Dengan demikian kondisi psikologis dapat dipengaruhi oleh faktor yang berkaitan dengan bidang olahraga yang ditekuni dan dapat pula berkaitan dengan faktor diluar olahraga itu sendiri. Kurangnya persiapan yang selama ini menjadi alasan klasik di Tanah Air dapat menganggu kondisi psikis atlet karena merasa kurang yakin dalam menghadapi pertandingan. Dengan persiapan yang tidak maksimal strategi pelatih tidak dipahami secara optimal begitu juga chemistry antarpemain belum melebur dengan baik. Faktor yang demikian merupakan faktor yang berkaitan dengan olahraga yang ditekuni.

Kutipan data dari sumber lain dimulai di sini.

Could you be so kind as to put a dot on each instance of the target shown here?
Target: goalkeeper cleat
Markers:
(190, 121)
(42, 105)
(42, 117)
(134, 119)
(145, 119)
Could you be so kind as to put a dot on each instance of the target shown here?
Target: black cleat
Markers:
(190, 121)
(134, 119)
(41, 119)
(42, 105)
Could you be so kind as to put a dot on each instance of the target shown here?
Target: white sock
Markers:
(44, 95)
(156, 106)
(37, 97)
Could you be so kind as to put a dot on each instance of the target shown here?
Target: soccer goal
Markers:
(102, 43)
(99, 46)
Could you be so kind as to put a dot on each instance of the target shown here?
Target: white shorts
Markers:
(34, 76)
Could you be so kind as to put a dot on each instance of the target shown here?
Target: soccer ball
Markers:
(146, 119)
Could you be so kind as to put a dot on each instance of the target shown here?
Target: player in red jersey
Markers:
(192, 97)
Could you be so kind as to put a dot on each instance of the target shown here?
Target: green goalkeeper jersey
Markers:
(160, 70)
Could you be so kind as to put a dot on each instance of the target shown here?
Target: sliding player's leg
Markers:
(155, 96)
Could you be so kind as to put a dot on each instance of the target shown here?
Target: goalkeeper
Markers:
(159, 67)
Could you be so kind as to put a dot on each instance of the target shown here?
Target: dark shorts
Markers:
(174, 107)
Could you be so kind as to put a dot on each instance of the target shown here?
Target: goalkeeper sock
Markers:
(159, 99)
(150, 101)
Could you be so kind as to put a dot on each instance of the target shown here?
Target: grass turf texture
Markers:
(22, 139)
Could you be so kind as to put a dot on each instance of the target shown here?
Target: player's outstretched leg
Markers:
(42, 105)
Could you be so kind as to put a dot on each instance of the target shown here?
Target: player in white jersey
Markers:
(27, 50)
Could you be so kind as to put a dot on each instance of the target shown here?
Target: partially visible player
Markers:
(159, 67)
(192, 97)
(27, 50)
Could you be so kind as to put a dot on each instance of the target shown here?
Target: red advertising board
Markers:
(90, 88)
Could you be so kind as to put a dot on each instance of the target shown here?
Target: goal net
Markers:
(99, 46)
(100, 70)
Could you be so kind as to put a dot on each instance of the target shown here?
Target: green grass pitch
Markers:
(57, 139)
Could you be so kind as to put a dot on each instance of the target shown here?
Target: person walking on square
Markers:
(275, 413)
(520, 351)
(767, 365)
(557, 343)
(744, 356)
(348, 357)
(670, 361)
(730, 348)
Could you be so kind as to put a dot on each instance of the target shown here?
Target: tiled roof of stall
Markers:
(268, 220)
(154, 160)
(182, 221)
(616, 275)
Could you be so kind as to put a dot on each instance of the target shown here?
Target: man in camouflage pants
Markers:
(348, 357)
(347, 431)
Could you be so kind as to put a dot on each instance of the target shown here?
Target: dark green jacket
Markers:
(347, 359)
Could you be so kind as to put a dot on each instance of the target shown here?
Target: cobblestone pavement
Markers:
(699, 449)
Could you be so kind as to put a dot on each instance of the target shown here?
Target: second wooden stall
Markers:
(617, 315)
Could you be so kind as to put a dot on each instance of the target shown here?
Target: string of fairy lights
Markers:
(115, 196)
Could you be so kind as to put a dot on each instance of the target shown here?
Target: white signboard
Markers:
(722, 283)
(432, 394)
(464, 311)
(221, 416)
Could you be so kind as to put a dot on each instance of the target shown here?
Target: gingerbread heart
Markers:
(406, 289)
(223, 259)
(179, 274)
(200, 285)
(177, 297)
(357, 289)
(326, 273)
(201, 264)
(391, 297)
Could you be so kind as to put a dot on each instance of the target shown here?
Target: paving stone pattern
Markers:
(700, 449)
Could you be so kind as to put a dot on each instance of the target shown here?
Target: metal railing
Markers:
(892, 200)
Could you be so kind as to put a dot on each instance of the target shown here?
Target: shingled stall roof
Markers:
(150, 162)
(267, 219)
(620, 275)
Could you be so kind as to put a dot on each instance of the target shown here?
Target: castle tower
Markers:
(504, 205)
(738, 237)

Ada pula faktor yang datang dari luar atlet, sebagai contoh menjelang pertandingan orang tua meninggal atau tiba-tiba ditelepon pacarnya dan menyatakan putus mungkin akan menggoncang kondisi psikis dan berakibat buruk pada penampilan di lapangan. Dapat pula kondisi psikis atlet yang masih muda belia yang terlalu disanjung-sanjung dan dapat banyak tawaran iklan atau menjadi bintang tamu berbagai acara televisi akan sangat mengganggu kondisi psikis atlet. Atlet menjadi hidup di alam mimpi dan tergoda untuk segera berubah menjadi selebritis.
Menurut penulis faktor diluar atlet menjadi faktor yang dominan mengganggu prestasi olahraga nasional. Banyak atlet kita yang menjadi bahan komersil berbagai pihak semisal acara seremonial tidak penting atau eksibisi bernuansa komersil danbukan berorientasi pada prestasi. Ada pula atlet yang motivasinya kendur larena berangkat dari pengalaman yang sudah-sudah di mana bonus selalu cair terlambat.
Olahraga prestasi membutuhkan berbagai instrumen untuk mencapai prestasi puncak. Kejeniusan pelatih, sarana olahraga yang baik, finansial yang memadai tidak akan sempurna memberi kontribusi pencapaian prestasi jika kondisi psikis atlet tidak sehat. Dengan demikian seluruh jajaran tim dan masyarakat sudah saatnya berpartisipasi dalam menjaga, menumbuhkan optimisme, dan memelihara kondisi psikologis atlet agar prestasi puncak dapat direngkuh.
Biro iklan harus bersabar jika ingin menggunakan jasa atlet, sponsor jangan sampai mengalami disorientasi dengan hanya mengejar keuntungan, masyarakat jangan terlalu euphoria ketika prestasi mulai nampak, begitu juga media harus mengabarkan secara berimbang. Atlet sebagaimana manusia lainnya membutuhkan kenyamanan psikologis untuk berprestasi. Terlebih atlet – atlet muda yang secara psikis belum matang dan membutuhkan pendewasaan. Mari kita bantu bersama-sama mereka yang telah mencoba mengharumkan nama bangsa melalui olahraga.